When I turned to enter the multi-level concrete parking structure behind Horton Plaza, a Mercury Cougar nearly sideswiped me as it careened down the exit ramp. Before I could respond with the appropriate expletive, it accelerated out into the intersection and almost took out a bag lady in the crosswalk. The old woman was struggling with a shopping cart that contained all her worldly treasures, and a caster with a spastic shimmy.

 

“Damn! You just can’t ever let up in this city. You always have to be on guard…” I mumbled as I pulled the little white paper ticket from the toll machine and the entry gate began to rise. It must not have been fast enough for the yellow Toyota behind me, because its horn started honking furiously. I looked into my rear-view mirror and recognized the driver — Technicolor Gloria. She had something in her hand and was pointing it right at me! Like, holy shit!

 

An explosion ricocheted off the hard surfaces of the garage like a 40mm cannon. Technicolor Gloria was shooting at me! I crouched down in my seat and could barely see over the steering wheel.

 

“Honk! Honk! Honk!…” She continued to madly try to intimidate me with her car horn. The sicko was freaking me out. I had to do something, quickly. The woman had gone nuclear!

 

Flooring the accelerator pedal, I drove as fast as I could up the bumpy spiral concrete ramp and turned onto the ‘onion level’ — or was it ‘tomato’? I don’t know — I hated vegetables as a kid.

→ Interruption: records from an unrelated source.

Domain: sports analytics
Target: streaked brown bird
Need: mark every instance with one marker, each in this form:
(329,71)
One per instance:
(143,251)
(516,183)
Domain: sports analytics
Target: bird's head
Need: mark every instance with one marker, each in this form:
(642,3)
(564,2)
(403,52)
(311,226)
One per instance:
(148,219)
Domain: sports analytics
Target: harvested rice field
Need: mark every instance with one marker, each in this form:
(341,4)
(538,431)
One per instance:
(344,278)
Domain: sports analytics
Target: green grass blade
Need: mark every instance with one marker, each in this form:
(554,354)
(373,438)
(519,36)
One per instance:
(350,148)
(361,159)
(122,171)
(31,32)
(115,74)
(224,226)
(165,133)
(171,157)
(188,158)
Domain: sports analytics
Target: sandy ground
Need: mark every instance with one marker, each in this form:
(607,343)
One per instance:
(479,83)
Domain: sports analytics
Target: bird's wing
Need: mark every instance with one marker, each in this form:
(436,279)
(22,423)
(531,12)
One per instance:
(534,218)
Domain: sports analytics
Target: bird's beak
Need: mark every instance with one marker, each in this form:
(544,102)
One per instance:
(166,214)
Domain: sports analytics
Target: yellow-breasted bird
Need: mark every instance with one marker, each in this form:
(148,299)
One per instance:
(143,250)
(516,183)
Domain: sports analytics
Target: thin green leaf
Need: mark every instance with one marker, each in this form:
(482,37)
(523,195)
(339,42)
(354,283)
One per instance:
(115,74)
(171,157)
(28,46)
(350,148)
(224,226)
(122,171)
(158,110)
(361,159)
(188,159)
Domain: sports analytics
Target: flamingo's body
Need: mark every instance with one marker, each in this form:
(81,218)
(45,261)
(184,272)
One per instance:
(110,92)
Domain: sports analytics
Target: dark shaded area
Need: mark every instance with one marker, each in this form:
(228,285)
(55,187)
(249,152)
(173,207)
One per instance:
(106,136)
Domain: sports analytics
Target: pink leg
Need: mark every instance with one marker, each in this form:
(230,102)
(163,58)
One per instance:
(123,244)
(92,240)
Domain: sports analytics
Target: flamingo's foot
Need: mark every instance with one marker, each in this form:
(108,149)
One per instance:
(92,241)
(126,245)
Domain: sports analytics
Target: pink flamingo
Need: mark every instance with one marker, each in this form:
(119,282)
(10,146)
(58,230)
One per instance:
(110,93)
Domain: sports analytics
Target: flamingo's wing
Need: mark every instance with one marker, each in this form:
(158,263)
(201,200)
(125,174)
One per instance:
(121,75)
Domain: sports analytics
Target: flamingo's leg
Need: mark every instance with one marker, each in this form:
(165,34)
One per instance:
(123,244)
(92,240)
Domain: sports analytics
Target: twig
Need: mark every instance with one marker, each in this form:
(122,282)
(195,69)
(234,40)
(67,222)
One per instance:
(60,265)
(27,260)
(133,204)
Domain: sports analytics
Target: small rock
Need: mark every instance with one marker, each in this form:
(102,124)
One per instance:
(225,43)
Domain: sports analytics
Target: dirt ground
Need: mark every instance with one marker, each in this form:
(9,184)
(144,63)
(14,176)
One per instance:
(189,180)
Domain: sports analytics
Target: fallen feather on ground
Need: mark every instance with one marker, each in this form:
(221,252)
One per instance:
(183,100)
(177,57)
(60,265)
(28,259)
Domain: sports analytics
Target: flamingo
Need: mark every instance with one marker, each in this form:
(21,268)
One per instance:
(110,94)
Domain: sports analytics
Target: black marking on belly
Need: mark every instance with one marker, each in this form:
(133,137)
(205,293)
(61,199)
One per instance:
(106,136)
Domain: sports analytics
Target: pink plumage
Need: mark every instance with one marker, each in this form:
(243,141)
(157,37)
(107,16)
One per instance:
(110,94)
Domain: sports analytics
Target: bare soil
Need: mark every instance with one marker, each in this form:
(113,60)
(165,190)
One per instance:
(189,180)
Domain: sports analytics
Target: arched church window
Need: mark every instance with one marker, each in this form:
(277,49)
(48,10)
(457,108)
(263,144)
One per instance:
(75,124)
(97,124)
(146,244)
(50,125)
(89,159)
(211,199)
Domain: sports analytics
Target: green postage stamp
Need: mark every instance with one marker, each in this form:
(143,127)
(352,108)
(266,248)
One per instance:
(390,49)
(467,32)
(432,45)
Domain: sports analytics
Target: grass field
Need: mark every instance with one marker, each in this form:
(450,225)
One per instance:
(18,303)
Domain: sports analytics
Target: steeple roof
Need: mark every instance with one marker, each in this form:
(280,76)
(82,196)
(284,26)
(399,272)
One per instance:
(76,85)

Ah ha, the speed bumps were supposed to slow you down — but not me! Fear took over and became the driving force as I tried to emulate Bobby Unser.

 

My speeding car barely missed a battered Chevy wagon that was backing out of a parking place. Fortunately, the station wagon crunched into Gloria’s front fender. The collision stopped her cold. This was good! Maybe now I had a chance to get away from this lunatic chick. But why was she trying to kill me? My previous date with her had been almost platonic. I didn’t even try to get to first base. We hardly knew each other.

 

When I couldn’t see the Toyota behind me anymore, I pulled into an empty parking stall and slammed on the brakes.

 

“Ka-Wham!” Another explosion occurred right underneath me, and reverberated off the cold rigid gray surfaces.

 

“I’m a dead man!” I cried, as I fumbled with the key to the glove box, clutched the pistol, and struggled to open the driver side door — all the time crouching behind it for protection.

 

Gloria’s damaged yellow Toyota screeched to a stop next to the rear end of my Volkswagen. Cowering, I considered crawling underneath for safety.

 

Yelling obscenities as she got out of her car, she flung her right arm toward me, and I knew I was looking straight down the barrel of a small handgun. Holy shit! My life on this planet was over — I was a goner. I managed to shoot first.

 

She gasped, “Are you crazy?” and crumpled in slow motion to the concrete. Like someone punched the pause button on the VCR, it was all so weird; then reality took over and the movie speeded up again.

 

“God help me! What have I done?” I cried out, and ran to her side. Her body vibrated with a terrible spasm, and an expanding circle of blood, two shades darker than her new flaming red hairdo, discolored her white blouse. It hit me like a rogue wave, her quivering outstretched right arm was laying in the direction of my car. There was no gun! She had been only trying to draw attention to my two pathetically bald; now flat, rear tires.

 

Horrified, I cocked my right arm, threw the pistol with all my remaining strength, and heard it clatter against the concrete like a metallic toy. Running blindly down through the parking structure, I made it out into the fresh air, and staggered headlong into oncoming rush hour traffic. The last thing I heard was the rubbery squeal of tires, followed moments later by the unearthly scream of a siren.